# Billing and ticket panel options? WHMCS, HostBill, Blesta and ClientExec... what else?



## hxQ&S8ZaVn9e (Mar 11, 2015)

These look like the most commonly used options, but are there any others? WHMCS seems to be the most popular because I see almost everyone uses it but after looking at the Hostbill site I remember seeing a host use it also... just cant remember who. I haven't seen Blesta or ClientExec be used though. Are there any other options to look at?


----------



## RockTBN (Mar 11, 2015)

You can take a look at BoxBilling too. We are using WHMCS and happy with it. For Hostbill @dacentec is using it now.


----------



## haloelite3 (Mar 11, 2015)

I agree WHMCS is the main option but maybe this shows you a trend? WHMCS is overall a very strong product and therefore gets the job completed correctly without fault most of time. Some people do have some issues with it may I add but for what it costs it is worth it.

Hope this helps


----------



## MartinD (Mar 11, 2015)

haloelite3 said:


> I agree WHMCS is the main option but maybe this shows you a trend? WHMCS is overall a very strong product and therefore *gets the job completed correctly without fault most of time*. Some people do have some issues with it may I add but for what it costs it is worth it.
> 
> Hope this helps


wat.

It falls short on many points and it has become progressively worse since cPanel became involved.


----------



## Licensecart (Mar 11, 2015)

haloelite3 said:


> I agree WHMCS is the main option but maybe this shows you a trend? WHMCS is overall a very strong product and therefore gets the job completed correctly without fault most of time. Some people do have some issues with it may I add but for what it costs it is worth it.
> 
> Hope this helps


WHMCS hide from everything:

Want to change a client's currency you have to make a new account... so much for "multi-currency", they haven't answered by question or others: http://www.webhostingtalk.com/showthread.php?t=1058377

They limit owned licenses re-issues, when asked they go quiet: http://www.webhostingtalk.com/showthread.php?t=1449365

They claim they are having a internal re-write of their code to a new framework but say that all their modules / etc will work as they are, a lot of people including myself think that's a load of bullsh*t because how can they work on a new framework as they are.
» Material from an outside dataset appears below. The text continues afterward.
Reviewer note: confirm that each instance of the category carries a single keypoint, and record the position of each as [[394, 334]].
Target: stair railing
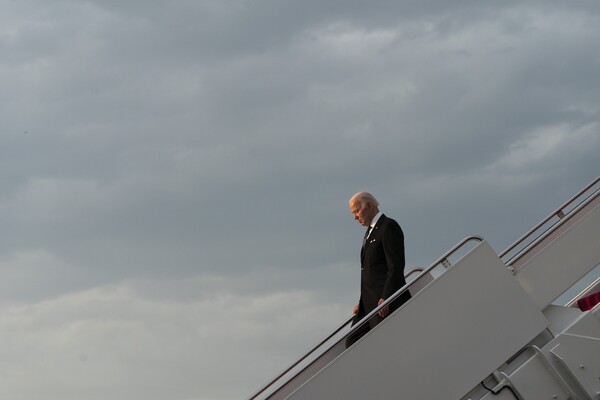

They f*cked LicensePal around when they closed their distributor program so licensepal's customers had to suffer and pay whmcs the full price.


They claim they are securer but they have paid out 50 bug reports: https://bugcrowd.com/whmcs/


I could go on and on... just see billingbrawl.com


----------



## MannDude (Mar 11, 2015)

Avoid BoxBilling at all costs. I used it for a spell as all I wanted to do was generate invoices and keep track of accounts for a non-hosting related matter and I wanted to walk blindfolded into uncomming traffic. Okay, that may be an exaggeration... but only a slight one.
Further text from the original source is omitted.